Il s’agit d’un marché de près de 3 milliards de dollars en 2014 et en progression de plus de 38% en 2015. La musique devient un produit distribué par abonnement, comme peut l’être l’eau et le gaz. D’ici 5 ans, cette consommation sera la première source de revenus des artistes et des producteurs de musique.  Un marché suscitant de fait beaucoup de convoitises. Peuvent ainsi être cités parmi les derniers à avoir tentés leurs chances depuis cette année : Pandora ou encore Tidal, fondé par le rappeur Jay Z, et se voulant « la plate-forme appartenant aux artistes » et même Apple Music et Google Play Music.
 
Mais le groupe français fort de ses millions d’abonnés et de l’un des catalogues les plus importants, à d’autres ambitions: s’installer sur le podium des fournisseurs de musique en ligne avec comme principaux concurrents les mastodontes Spotify et Apple Music. Le premier, peut se targuer de 75 millions d’utilisateurs actifs dont 20 millions d’abonnés. Le leader mondial du marché, d’origine suédoise est valorisé à 8.5 milliards de dollars. Le second, arrive tardivement sur ce créneau (juin dernier) mais suffisamment tôt pour engager la bataille et redistribuer les cartes du secteur. La force de frappe de la firme de Cupertino est bien évidemment l’incorporation du service au sein des meilleurs canaux de diffusion possible à savoir ses propres produits tels que l’ipod, l’iphone, l’ipad, par le biais d’Itunes. Les premiers résultats sont sans appel, en à peine 4 mois d’existence, le service d’Apple est déjà deux fois plus important que Deezer en termes d’abonnés (6.5 millions d’abonnés ferme, et plus de 8 millions d’abonnés actuellement en période d’essai gratuit) et pèse désormais le tiers des 20 millions d’abonnés payants du leader mondial Spotify.
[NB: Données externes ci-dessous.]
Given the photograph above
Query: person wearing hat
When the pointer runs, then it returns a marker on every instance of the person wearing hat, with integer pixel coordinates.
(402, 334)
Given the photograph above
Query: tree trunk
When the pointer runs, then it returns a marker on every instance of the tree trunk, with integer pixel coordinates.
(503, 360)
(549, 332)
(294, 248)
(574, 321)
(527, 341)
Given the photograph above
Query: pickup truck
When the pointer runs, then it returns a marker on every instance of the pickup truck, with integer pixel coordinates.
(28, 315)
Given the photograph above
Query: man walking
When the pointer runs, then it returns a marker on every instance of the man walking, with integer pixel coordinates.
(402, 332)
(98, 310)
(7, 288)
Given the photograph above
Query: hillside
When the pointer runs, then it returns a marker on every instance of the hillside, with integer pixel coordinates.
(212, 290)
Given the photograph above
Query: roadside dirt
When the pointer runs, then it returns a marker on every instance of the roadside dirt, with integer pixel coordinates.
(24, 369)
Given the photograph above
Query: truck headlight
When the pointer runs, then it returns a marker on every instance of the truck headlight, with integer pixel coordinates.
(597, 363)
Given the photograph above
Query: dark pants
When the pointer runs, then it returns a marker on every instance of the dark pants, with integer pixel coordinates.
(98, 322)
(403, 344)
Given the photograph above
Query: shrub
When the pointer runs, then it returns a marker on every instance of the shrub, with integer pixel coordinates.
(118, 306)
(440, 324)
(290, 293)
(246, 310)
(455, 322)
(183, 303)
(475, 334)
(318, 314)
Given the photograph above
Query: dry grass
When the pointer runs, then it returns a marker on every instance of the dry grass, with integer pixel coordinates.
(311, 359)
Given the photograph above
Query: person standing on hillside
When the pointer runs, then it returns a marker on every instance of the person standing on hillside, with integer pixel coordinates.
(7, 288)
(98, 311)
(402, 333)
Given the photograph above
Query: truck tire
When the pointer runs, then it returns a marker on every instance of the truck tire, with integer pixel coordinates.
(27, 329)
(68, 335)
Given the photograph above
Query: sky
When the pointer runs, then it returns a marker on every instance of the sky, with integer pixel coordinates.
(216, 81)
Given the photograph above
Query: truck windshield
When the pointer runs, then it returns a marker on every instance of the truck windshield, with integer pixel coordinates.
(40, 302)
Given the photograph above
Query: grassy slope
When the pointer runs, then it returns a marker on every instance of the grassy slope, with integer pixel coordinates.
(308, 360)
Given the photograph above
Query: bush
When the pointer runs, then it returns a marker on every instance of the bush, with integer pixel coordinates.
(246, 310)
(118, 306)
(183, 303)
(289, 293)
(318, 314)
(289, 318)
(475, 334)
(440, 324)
Un modèle économique suscitant des interrogations.
 
Le marché du streaming musical doit tripler dans les cinq ans à venir mais aujourd’hui aucun acteur du secteur n’est rentable, pas même Spotify. L’entreprise française perd pour le moment de l’argent, près de 20 millions par an. Deezer compte devenir rentable à partir de 2018 seulement. Cette perte s’explique par des  marges englouties dans les royalties car la majorité des revenus est reversés aux ayants-droits : labels, producteurs, artistes… C’est ainsi plus de 112 millions de dollars, soit près de 80% de son chiffre d’affaires qui disparaissent. Sa marge reste donc minime dans ce marché ultra-concurrentiel. A titre de comparaison, Apple profite de  ses 70% de marge sur chaque smartphone vendu, pour lui permettre de financer d’autres activités beaucoup moins rentables comme son service Apple Music. Pour autant, Deezer arrive désormais à négocier des contrats avec une marge plus importante (cette dernière est passée de 19.8% à 22.8% entre 2012 et 2014).
 
Autre défi, Deezer doit démontrer sa capacité à développer sa base d’utilisateur en propre. Car finalement sur les 6.3 millions d’utilisateurs, à peine 3 millions sont actifs chaque mois et la moitié de ces derniers payent réellement un abonnement, les autres disposants d’options inclus dans leurs forfaits téléphoniques. Et c’est ici, le souci majeur, car jusqu’à présent le fournisseur de musique français a pu faire grandir sa base clients grâce à des partenariats avec des opérateurs télécom, ces derniers ayant finalement subventionnées ces options gratuits dans leur forfait.


Perspectives d’avenir.
 
Il sera intéressant de suivre les premiers pas de Deezer en bourse afin de percevoir le pouls et l’appétit des investisseurs pour ce marché de la musique dématérialisée. Une statistique permet de percevoir le potentiel d’un tel marché : Aux Etat-Unis, durant le premier semestre de cette année, les revenus du streaming ont dépassé les ventes physiques de disque selon la Recording Industry Association of America (RIAA).
 
Finalement, la bataille du streaming se tiendra sur deux fronts :
Tout d’abord la vision du marché que veulent offrir ces sociétés. Sur ce premier point, primera la capacité d’un prestataire à recommander un contenu le plus en phase avec les goûts et les habitudes de ses abonnées. Ainsi « l’utilisateur ne va plus au contenu, il attend qu’on lui propose un contenu pertinent ».
D’autre part les innovations technologiques pour se démarquer. Sur ce dernier point, Deezer est encore à la traîne. Ses concurrents ont l’avantage de connaître, grâce à leurs services historiques, les habitudes de leurs utilisateurs.